É verdade que esta participação me tirou horas de estudo, de diversão, de namoro, de estar com a família e amigos, mas também me trouxe inúmeras horas de alegria, de novos afectos e relações, de discussão e de "aprenderes", que sinto que aplico hoje, diariamente, na minha profissão e no meu "estar". Não só no que diz respeito às experiências e aprendizagens interculturais propriamente ditas, mas também ao aprender a participar em associação, em coordenar projectos e actividades, no fundo, em actuar na Cidade.
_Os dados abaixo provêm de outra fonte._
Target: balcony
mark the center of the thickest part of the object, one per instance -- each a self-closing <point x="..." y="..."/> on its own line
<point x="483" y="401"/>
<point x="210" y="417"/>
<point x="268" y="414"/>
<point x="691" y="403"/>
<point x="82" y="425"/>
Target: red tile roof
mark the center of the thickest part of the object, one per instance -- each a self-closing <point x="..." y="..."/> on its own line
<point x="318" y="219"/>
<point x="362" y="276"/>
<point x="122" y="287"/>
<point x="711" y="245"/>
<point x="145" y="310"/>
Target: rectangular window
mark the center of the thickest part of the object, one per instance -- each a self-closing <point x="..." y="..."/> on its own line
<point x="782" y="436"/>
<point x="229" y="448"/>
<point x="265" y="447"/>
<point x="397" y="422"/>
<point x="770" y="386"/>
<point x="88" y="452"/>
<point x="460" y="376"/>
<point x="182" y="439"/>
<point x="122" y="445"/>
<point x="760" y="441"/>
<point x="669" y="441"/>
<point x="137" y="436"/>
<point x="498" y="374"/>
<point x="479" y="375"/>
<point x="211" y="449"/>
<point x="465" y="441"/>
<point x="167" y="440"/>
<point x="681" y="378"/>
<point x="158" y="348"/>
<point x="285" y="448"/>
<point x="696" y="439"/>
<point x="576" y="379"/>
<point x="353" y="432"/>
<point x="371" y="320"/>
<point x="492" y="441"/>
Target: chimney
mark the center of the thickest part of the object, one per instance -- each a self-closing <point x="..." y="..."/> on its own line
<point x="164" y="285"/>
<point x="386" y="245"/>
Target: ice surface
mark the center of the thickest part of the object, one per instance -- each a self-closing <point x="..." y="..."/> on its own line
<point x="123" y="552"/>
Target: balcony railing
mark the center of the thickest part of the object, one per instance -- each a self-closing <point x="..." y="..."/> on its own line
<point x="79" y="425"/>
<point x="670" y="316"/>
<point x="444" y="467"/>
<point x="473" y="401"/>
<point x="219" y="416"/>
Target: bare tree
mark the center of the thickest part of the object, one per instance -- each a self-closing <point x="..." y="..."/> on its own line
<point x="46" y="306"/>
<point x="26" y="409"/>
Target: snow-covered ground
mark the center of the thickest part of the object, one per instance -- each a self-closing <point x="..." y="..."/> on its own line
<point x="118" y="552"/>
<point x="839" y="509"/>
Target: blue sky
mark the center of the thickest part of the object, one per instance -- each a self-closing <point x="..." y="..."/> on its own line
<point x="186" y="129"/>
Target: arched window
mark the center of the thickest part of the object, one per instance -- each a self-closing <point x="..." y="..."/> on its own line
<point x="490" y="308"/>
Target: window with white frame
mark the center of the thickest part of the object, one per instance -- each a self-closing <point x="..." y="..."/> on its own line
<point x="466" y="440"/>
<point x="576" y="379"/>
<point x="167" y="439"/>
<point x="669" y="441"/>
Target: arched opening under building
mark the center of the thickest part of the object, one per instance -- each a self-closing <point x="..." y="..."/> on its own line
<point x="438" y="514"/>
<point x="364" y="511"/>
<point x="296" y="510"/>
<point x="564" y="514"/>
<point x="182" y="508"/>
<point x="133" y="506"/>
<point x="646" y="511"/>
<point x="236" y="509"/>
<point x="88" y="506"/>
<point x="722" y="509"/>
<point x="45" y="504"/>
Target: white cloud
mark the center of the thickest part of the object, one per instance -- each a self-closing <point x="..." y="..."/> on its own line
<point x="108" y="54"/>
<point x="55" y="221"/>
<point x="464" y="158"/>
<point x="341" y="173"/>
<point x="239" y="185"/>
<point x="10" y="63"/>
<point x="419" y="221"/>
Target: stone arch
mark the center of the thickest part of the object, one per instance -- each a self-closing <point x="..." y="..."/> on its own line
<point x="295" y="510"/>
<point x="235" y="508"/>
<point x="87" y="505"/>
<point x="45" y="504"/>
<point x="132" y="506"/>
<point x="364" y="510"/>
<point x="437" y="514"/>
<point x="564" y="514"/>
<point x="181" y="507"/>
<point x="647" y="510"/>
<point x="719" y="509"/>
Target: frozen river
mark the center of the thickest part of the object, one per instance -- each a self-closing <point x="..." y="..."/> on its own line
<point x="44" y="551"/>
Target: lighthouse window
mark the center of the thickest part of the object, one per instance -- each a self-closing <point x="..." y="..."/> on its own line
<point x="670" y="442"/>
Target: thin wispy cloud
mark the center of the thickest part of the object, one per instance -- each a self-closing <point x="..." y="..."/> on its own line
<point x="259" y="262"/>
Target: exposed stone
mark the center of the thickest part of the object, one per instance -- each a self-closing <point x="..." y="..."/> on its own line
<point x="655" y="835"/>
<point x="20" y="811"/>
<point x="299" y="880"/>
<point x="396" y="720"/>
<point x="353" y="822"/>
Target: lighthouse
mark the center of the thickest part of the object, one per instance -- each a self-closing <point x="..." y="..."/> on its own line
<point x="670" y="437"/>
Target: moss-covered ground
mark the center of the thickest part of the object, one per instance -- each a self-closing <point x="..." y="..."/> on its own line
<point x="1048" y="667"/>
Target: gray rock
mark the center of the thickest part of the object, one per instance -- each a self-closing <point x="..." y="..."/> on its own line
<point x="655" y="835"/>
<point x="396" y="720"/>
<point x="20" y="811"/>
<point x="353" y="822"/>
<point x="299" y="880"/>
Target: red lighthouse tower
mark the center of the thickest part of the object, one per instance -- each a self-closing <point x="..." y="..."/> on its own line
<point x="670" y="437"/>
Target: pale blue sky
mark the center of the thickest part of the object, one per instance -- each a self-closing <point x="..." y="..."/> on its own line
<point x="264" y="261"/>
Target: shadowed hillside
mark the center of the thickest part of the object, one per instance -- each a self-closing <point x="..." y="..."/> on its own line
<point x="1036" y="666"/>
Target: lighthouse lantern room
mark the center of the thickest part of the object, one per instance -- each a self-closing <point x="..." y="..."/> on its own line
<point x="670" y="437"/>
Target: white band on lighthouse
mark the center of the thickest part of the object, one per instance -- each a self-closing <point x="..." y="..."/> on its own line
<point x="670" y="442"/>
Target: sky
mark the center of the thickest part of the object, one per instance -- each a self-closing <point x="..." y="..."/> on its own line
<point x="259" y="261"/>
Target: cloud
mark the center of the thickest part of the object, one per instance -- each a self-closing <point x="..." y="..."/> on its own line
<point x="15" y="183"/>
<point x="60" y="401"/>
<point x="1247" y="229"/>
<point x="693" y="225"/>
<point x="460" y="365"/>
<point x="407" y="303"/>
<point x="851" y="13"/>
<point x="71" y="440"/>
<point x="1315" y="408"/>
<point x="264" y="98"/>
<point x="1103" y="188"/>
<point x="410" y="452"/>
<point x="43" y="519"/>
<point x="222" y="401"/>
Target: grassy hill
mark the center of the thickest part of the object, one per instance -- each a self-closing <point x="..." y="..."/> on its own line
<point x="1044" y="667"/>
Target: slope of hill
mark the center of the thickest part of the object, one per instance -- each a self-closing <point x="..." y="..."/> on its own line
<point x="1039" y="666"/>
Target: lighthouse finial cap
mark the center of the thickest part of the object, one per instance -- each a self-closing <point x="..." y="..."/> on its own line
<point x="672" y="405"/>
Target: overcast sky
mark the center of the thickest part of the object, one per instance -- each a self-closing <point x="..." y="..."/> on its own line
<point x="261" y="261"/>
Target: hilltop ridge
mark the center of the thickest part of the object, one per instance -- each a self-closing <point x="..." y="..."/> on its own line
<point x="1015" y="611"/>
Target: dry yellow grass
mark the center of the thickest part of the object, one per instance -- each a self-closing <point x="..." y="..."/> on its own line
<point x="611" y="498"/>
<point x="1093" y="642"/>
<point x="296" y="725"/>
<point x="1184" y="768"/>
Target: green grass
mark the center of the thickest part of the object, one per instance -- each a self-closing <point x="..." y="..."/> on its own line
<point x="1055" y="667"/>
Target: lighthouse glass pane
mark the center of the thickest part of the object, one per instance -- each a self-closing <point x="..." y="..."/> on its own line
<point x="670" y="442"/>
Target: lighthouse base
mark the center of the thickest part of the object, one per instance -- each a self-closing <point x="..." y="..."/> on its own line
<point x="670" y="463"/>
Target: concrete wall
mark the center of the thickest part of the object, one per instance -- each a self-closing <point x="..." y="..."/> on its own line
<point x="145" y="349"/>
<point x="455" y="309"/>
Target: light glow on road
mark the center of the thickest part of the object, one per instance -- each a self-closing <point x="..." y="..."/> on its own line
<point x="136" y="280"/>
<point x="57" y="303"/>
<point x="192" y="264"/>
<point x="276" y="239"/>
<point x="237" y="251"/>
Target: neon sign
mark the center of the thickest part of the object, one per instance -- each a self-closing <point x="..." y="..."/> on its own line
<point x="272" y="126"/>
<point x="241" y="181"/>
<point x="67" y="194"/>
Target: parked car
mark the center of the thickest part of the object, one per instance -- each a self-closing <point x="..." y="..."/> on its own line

Uma das experiências mais gratificantes em que participei na Intercultura, a título de exemplo do que enunciei antes, foi um projecto que envolvia um grupo de jovens de um bairro social dos arredores de Lisboa, quase todos filhos de imigrantes cabo-verdianos, em conjunto com um outro grupo de jovens irlandeses, de um bairro social de Dublin. Este projecto durou quase dois anos. Ao longo deste tempo, semanalmente, os jovens foram trabalhando questões de educação, cidadania, tolerância, racismo e xenofobia, ou seja, como é ser uma minoria (étnica e/ou social) na cidade. Em dois momentos, os jovens viveram um intercâmbio, com acolhimento nas próprias famílias e partilha de experiências e saberes.

Este projecto foi, depois, ponto de partida para outro, que se prolongou por um ano e meio, na área da saúde comunitária (prevenção de doenças sexualmente transmissíveis) no mesmo bairro.

Isto também para dizer que as experiências se vão entrecruzando e que se criam pontes entre os vários universos – pesssoal, de voluntariado, académico e profissional. Mais uma vez percebo que o sempre me motivou e marcou foram as relações que fui criando, com outros voluntários, jovens dos vários projectos, com colegas da faculdade.

Nos últimos dois anos, a minha vida profissional não me permitiu uma participação maior em espaços associativos – e não me consegui organizar para isso. Sinto falta de estar com outros, num espaço que me ajude a reflectir a minha condição de cidadania.

Espero que, mesmo longe e por escrito, sem possibilidade de partilhar um pouco mais das minhas experiências, isto sirva para de algum modo lançar o vosso debate.

Margarida Gonçalves
Lisboa, Março 2006



Nota: como já deu para reparar, estamos a aprender a inserir imagens e outros materiais no nosso blog... esta já está, graças ao Miguel Marujo, que a partir de Lisboa nos ensinou, via telefone. Fica aquele abraço!